La recensione di Ambra Postiglione
Con l'estinguersi degli ultimi testimoni della Seconda Guerra Mondiale, il ricordo di quel periodo rischia di divenire sempre più irreale, confuso in un generico groviglio di date, nomi e fatti che si perdono tra i tanti capitoli studiati nei libri di scuola.
Il Cappello di Carta, brillante testo di Giovanni Clementi portato in scena dalla Compagnia Linea di Confine il 22 dicembre al Teatro Sala Umberto, si pone come un ideale antidoto al veleno dell’oblio.
Il sipario si apre su una giornata qualunque di un anno qualunque - il 1943 - raccontando una cronaca apparentemente privata che diviene una pagina di storia universale nel momento in cui si intreccia con i fatti che stravolsero Roma in quei lunghi mesi, dai bombardamenti di San Lorenzo ai rastrellamenti del Ghetto.
L'interno familiare è animato da protagonisti che, intenti nel loro tragicomico affaccendarsi quotidiano, si confrontano con la fame e la miseria senza mai perdere il sorriso e la forza di vivere.
Le loro relazioni, costruite su una verace quanto ruvida umanità, si dipanano con naturalezza attraverso un linguaggio popolare che recupera modi di dire desueti appartenenti alla romanità dell’epoca. Ne emerge un ritratto tenero e coinvolgente che, come il racconto di un nonno, illumina il dramma della guerra con una comicità del tutto inaspettata.

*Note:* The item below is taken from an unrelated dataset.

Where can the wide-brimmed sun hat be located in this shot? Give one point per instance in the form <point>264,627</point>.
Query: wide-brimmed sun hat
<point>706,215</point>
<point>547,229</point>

Il cast – composto da Angelo De Angelis, Massimo Provinciali, Rita Grasso, Paola Sammartino, Aurora Mascheretti, Patrizio Pucello e Marco Caieta – trova la propria punta di diamante nella straordinaria interpretazione di Angelo De Angelis che conferisce a Nonno Carlo un'incredibile e toccante autenticità. Sfruttando il perfetto bilanciamento tra umorismo e sofferenza, infatti, il personaggio si impone come vero protagonista della vicenda che accetta di abbandonare definitivamente la scena solo quando trova un erede degno tanto del suo nome quanto della sua forte personalità.
Pur non prestandosi a trasformazioni particolarmente creative, la scenografia - firmata da Federica Sollazzo - accoglie gli eventi come un credibile set, offrendo un suggestivo esempio dell’ostinata normalità che la famiglia, nonostante le incertezze, si costringe a perpetrare.
L'affresco neorealistico è incorniciato da un accompagnamento musicale che alterna alle canzoni solari degli anni '40 i drammatici cinegiornali di quei mesi, aiutando lo spettatore a quantificare i salti temporali attraverso cui la convincente regia di Roberto Belli articola la trama.
Dopo il debutto, nel 2006, lo spettacolo è stato replicato in numerose città italiane collezionando diversi premi nei vari festival che lo hanno ospitato ed il pubblico romano ha approvato la rappresentazione con il medesimo entusiasmo.